春のアネモイは気まぐれ 〜僕の心に暮らす、ロマの少年〜




 だいぶ暖かくなってきたかと思いきや、ここ数日はけっこう冷える。春の風の神たち【アネモイ】は気まぐれだ。ゼピュロスは毎日コロコロ気が変わるし、ボレアスもまだ名残惜しそうに居座っている。今日はエウロスがちょっかいを出していて、ノトスはまだ遠くにいる。

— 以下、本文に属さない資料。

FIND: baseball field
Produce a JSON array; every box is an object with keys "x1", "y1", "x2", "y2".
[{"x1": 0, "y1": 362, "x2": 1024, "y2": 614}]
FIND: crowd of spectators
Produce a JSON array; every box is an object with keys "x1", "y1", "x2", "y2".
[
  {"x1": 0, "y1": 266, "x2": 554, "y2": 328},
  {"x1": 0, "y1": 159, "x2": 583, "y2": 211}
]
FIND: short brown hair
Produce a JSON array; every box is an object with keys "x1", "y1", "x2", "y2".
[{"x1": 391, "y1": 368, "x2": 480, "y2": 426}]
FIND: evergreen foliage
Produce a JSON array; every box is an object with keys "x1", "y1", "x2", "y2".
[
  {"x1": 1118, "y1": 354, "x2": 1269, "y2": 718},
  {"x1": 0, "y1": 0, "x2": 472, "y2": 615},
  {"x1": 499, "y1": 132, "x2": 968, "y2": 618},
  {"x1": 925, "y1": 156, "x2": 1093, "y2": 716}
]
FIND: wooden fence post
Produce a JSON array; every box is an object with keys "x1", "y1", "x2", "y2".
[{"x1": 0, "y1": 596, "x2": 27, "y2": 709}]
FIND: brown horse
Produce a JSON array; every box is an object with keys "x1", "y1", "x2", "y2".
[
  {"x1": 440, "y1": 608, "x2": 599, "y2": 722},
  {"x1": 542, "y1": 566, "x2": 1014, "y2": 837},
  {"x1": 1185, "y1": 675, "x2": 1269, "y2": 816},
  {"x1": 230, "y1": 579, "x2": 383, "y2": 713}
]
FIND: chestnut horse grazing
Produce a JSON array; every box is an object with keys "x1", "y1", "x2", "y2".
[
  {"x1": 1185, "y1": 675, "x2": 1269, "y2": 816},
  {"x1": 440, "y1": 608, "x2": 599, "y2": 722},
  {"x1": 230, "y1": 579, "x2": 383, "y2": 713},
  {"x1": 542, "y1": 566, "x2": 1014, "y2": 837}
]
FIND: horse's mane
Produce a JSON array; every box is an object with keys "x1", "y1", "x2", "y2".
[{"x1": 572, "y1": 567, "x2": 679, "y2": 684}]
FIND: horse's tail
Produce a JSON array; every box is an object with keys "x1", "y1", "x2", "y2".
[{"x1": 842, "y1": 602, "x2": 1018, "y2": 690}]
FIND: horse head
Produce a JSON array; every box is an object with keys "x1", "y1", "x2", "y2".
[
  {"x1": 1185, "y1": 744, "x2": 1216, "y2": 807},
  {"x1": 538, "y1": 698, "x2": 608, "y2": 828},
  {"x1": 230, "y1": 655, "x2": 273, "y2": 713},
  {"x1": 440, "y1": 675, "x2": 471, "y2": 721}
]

こういう日は、、、


✳︎


、、、そう。
こういう、ちょっぴり憂鬱な日は
どこからか、ジプシーの声が聞こえてくる。
いつも、、、昔からそうだ。
彼は、ずっと僕の友達。
僕の心に暮らしている、ロマの少年。
寂しくて、懐かしくて
けだるくて、幸せな
僕の心に感づいて
気がつくと、僕の隣に座っている。
足をブラブラさせながら、無邪気に微笑み
そして、僕に囁くんだ。
「ねぇ、どこか遠くに行こうよ」
僕が黙っていると、君はふてくされる。
そして、一緒に眠りに落ちて
なんとなく、今日が終わる。
明日になれば、君はもういない。
今度はいつ会えるのか
書き置きもなしに。


✳︎


、、、今日は、大好きなCharlie Haden & Pat Methenyの「Beyond The Missouri Sky (Short Stories)」を、ずっと聴いていたい気分だ。